The Times’ Jen Yamato spoke to Booster for a story that will be publishing soon. He said he was “surprised” the movie got made but not because it starred “queer Asian leads — that in and of itself is, I think, kind of a big deal. We don’t see that a lot. But to allow me the space to really get into it about the various class issues within our community was sort of shocking.” He said, “Those kinds of layers are sort of missing from the modern rom-com. ... We love the hijinks and we love that we know that they’re going to get together, but how are they going to get together?” “Fire Island,” he added, “is such a crucible for those kinds of gay experiences because they happen every day as in a microcosm on the mainland.” But on this island, “Because there are no straight people there, it really is everything. The good and the bad are so outsized to how you experience them in the real world.”
For The Times, Robert Daniels wrote, “Even as it finds its footing, ‘Fire Island’ can be too much. There are about three false endings, and the needle drops perform more than their share of the emotional heavy lifting (even if Britney Spears’ ‘Sometimes’ never disappoints).

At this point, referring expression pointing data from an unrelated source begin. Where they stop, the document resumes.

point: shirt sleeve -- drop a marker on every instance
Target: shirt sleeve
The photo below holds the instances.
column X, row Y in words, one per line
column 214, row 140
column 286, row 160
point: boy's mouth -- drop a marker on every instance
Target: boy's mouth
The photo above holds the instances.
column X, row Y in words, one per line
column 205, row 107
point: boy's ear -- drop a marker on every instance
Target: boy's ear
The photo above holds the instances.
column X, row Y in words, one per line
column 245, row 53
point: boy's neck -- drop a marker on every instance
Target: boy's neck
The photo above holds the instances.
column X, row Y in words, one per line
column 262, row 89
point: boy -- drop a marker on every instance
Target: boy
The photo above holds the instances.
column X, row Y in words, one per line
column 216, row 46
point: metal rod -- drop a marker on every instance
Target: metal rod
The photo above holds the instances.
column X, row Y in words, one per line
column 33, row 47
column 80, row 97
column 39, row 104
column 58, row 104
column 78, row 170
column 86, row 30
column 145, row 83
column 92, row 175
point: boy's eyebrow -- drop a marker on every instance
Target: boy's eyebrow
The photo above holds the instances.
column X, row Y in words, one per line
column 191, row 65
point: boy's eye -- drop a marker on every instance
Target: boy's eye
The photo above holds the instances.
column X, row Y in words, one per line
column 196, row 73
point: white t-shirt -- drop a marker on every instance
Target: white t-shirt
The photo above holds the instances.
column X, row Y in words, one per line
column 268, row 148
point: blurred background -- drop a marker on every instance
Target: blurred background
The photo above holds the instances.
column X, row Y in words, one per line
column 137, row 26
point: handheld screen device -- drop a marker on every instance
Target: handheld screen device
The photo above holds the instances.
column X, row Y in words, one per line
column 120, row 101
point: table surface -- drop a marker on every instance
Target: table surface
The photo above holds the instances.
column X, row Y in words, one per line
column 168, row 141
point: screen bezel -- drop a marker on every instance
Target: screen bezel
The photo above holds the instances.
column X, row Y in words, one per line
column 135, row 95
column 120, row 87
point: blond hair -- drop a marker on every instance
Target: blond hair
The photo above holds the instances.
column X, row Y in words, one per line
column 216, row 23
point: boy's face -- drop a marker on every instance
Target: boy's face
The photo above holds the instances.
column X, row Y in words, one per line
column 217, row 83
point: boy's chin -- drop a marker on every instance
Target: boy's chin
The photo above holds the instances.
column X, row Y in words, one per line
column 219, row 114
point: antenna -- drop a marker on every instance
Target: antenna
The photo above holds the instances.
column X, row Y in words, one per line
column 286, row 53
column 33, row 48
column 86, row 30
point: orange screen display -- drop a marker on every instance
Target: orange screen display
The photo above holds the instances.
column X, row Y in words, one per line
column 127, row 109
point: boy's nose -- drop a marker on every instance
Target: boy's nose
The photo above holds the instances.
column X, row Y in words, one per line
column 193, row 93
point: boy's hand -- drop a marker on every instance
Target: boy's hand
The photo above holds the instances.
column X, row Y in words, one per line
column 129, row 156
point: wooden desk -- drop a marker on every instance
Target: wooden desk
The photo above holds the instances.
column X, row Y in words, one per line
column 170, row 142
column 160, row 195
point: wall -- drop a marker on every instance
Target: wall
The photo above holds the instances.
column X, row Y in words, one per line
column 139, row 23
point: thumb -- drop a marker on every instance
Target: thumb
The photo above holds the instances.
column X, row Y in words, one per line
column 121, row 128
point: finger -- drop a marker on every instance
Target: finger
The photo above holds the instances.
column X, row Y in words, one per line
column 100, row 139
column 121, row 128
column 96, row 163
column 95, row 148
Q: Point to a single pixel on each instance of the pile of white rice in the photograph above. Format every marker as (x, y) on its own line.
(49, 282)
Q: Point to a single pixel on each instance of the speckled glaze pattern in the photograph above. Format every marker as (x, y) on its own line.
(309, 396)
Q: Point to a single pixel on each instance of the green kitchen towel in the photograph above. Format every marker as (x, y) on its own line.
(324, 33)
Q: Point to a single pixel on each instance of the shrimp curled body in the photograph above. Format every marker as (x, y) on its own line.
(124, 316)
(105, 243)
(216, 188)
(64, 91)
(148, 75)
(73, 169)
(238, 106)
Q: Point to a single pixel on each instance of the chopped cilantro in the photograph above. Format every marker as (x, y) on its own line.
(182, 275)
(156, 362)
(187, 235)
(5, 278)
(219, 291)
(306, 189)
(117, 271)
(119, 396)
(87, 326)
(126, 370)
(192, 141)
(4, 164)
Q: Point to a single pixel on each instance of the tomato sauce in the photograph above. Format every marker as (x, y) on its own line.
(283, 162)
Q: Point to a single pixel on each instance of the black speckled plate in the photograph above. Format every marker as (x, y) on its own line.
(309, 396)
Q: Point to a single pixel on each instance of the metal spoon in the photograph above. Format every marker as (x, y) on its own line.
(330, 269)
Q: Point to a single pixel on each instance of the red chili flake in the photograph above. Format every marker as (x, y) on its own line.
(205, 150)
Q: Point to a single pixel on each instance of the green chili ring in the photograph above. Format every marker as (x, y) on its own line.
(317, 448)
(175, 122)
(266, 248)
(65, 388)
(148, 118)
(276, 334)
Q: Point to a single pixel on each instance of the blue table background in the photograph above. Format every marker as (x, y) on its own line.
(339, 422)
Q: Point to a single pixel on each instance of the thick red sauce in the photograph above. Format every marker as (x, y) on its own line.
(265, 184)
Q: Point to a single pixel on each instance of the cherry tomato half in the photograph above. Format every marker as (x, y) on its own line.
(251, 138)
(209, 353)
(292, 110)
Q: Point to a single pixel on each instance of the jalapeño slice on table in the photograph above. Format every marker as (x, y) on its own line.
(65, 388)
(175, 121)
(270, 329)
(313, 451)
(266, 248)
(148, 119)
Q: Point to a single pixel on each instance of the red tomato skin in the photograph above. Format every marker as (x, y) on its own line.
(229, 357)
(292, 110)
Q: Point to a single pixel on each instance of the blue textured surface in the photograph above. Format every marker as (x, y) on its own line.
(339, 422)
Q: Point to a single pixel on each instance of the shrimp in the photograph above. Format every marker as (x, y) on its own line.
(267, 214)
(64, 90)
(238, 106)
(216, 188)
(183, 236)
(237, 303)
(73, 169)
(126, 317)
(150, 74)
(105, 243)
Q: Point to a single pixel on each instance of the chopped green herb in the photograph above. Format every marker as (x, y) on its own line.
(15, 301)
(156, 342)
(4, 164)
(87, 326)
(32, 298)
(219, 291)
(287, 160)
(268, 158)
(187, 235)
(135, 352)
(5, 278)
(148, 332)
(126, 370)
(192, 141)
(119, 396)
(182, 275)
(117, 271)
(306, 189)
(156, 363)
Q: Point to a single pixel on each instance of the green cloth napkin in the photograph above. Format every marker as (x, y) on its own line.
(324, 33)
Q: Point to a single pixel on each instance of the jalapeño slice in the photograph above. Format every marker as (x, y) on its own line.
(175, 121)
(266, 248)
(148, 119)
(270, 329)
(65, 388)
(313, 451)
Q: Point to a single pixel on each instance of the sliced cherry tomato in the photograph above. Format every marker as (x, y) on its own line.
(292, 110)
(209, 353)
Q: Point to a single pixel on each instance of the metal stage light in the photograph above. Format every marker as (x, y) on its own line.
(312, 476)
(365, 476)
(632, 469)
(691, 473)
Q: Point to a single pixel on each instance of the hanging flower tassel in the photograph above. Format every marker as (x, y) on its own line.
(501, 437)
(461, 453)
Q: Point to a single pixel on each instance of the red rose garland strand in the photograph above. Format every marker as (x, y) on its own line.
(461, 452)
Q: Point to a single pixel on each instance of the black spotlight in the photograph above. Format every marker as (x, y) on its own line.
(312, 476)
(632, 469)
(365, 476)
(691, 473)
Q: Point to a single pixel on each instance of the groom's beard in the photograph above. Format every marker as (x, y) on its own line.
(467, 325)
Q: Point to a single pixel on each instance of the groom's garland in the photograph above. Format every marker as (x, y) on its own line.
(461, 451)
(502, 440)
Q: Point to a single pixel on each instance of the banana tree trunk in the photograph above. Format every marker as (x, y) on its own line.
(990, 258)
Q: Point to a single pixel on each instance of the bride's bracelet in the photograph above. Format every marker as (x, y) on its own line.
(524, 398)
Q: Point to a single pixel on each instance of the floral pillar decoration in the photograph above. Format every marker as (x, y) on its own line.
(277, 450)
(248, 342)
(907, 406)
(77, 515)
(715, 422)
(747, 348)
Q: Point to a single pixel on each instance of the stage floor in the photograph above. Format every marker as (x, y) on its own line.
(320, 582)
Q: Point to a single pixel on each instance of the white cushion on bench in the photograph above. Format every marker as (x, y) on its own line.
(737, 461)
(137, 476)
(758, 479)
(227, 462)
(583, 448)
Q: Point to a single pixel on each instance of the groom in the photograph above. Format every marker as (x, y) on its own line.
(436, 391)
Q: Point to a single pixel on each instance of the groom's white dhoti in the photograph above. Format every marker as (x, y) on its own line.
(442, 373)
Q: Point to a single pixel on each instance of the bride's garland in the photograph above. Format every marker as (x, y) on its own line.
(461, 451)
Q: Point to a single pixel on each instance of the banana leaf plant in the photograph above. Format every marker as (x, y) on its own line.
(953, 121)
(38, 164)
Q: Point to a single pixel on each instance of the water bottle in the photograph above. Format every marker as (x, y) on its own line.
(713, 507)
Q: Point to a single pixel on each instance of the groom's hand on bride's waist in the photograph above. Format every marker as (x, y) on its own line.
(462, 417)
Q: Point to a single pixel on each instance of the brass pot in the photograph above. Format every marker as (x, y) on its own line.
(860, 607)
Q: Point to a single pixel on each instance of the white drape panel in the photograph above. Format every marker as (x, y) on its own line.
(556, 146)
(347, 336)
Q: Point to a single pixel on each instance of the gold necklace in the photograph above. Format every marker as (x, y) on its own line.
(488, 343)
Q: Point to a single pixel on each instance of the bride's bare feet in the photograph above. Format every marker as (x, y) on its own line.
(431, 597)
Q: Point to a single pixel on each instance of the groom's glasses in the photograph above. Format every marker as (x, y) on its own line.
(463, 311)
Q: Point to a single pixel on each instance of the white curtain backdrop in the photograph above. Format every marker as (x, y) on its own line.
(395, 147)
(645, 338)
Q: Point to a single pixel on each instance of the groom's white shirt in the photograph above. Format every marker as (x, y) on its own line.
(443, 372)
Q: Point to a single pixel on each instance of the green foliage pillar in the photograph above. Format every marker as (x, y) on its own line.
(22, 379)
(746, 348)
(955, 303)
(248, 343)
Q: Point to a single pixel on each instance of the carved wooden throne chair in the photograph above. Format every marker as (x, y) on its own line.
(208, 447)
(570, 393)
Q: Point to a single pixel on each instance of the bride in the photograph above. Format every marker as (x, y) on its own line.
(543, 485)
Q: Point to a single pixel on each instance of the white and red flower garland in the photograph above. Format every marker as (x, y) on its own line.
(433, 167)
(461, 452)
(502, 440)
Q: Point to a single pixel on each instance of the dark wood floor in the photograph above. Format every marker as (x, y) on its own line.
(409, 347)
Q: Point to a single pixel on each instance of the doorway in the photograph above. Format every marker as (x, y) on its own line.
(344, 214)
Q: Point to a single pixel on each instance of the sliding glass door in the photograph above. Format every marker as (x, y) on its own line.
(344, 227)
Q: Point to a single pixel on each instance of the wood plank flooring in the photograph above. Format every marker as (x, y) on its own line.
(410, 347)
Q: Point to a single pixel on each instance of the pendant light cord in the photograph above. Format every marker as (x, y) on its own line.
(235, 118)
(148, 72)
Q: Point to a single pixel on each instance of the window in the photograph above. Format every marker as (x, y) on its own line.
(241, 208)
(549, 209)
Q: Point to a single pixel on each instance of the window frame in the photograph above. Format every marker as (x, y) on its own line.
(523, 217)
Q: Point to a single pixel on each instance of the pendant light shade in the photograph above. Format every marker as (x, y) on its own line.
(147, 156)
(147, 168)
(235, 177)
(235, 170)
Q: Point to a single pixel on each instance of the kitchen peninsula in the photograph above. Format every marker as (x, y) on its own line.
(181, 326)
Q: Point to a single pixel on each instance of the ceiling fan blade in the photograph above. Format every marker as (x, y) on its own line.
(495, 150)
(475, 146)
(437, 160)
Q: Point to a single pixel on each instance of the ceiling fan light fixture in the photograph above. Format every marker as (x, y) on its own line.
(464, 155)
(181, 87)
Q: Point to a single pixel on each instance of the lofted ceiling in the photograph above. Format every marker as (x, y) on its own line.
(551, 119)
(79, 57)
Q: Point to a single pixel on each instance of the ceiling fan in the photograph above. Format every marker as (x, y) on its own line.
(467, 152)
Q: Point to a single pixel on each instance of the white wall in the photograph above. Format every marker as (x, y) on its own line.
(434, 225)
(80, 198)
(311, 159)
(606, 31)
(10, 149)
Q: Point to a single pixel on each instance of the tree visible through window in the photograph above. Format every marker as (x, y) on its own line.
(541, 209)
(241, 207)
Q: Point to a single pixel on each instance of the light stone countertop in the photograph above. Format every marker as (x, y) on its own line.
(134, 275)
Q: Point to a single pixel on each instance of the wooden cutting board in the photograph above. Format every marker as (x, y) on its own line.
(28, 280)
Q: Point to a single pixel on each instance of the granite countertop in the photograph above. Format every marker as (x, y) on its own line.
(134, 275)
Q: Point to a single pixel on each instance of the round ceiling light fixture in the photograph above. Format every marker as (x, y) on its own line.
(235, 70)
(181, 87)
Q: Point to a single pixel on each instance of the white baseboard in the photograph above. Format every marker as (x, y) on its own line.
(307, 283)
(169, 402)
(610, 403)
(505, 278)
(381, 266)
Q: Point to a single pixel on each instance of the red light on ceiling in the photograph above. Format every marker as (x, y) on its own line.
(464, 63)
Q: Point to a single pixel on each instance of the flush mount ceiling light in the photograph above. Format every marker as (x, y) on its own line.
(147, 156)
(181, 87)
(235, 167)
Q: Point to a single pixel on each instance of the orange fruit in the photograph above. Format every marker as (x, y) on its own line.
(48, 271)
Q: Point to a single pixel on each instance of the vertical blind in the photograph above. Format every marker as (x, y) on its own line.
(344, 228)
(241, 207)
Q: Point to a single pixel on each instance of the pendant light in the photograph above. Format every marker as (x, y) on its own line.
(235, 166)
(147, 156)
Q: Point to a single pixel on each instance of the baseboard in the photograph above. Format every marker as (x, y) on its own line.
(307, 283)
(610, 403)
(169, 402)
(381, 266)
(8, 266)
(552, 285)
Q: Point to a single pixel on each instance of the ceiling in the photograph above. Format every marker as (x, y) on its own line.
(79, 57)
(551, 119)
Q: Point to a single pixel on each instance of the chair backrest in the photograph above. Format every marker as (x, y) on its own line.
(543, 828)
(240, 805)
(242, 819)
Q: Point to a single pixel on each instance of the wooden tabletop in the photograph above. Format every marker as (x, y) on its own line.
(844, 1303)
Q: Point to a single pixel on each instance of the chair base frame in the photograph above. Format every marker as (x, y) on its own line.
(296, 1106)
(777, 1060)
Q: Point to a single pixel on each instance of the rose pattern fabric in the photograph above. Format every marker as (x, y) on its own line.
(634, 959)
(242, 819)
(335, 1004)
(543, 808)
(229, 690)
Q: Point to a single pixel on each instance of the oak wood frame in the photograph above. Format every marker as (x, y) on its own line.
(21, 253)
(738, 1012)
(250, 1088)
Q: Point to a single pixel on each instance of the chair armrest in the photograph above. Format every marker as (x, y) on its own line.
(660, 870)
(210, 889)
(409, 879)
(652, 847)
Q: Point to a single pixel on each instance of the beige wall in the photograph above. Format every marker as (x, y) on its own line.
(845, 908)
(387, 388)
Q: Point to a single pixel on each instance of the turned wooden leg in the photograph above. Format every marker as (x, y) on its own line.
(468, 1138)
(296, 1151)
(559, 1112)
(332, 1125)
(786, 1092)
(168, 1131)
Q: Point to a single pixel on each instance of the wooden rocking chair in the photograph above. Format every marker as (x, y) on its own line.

But the heart behind the familiar rom-com choices — the parting of two flames, the last-second pursuit to save a relationship and the happy ending that follows — cannot be doubted. It’s laughter and it’s loving that Ahn’s ‘Fire Island’ gleefully contains.”
For IndieWire, Jude Dry wrote, “‘Fire Island’ marries the promise of the queer comedy boom with the artistic arrival of Asian American cinema. Gorgeously intersectional, subtly political, and a damn good time — it’s a guaranteed instant classic. … ‘Fire Island’ is ultimately a friendship love story wrapped inside a sexy matchmaking romp.”
For Vanity Fair, Richard Lawson wrote, “Given the strict and vexing hierarchies of Fire Island, Kim Booster’s choice of template is an apt one. All of Austen’s coy and prickly social maneuvering easily maps onto the particular gay ecosystem depicted in the film — interrupted, of course, by very modern bursts of sex and drugs. The greatest asset of ‘Fire Island’ is the island itself. Much of the film was shot on location in the late summer and early fall of last year, which gives the film a crucial specificity. Those of us who’ve been to the island before, for better or worse, may more potently recognize the strange significance of seeing, say, the Ice Palace looming large in a glossy, buzzed-about movie released on a streaming platform owned by Disney. But even if these places mean little or nothing to a viewer, I’d think they’ll still feel the enveloping pull of the film’s granular texture, the keen sense of place that so many movies — filmed on Atlanta sound stages or Canadian cities dressed up to look like something else — seem to lack these days.”
For Vulture, Alison Willmore wrote, “‘Fire Island’ feels hemmed in by its source material even when being loose and irreverent with it. Or maybe it’s the genre itself that’s the constraint. ... ‘Fire Island’ is, in other words, a reluctant romantic comedy that’s willing to acknowledge the genre’s shopworn pleasures while only begrudgingly indulging them itself. All of its best parts — and there are plenty — exist outside of that framing, which raises the question of why it’s there at all except as a means of wrestling with its author’s ambivalence about the conventional wisdom that a happy ending is the result of a pairing off.”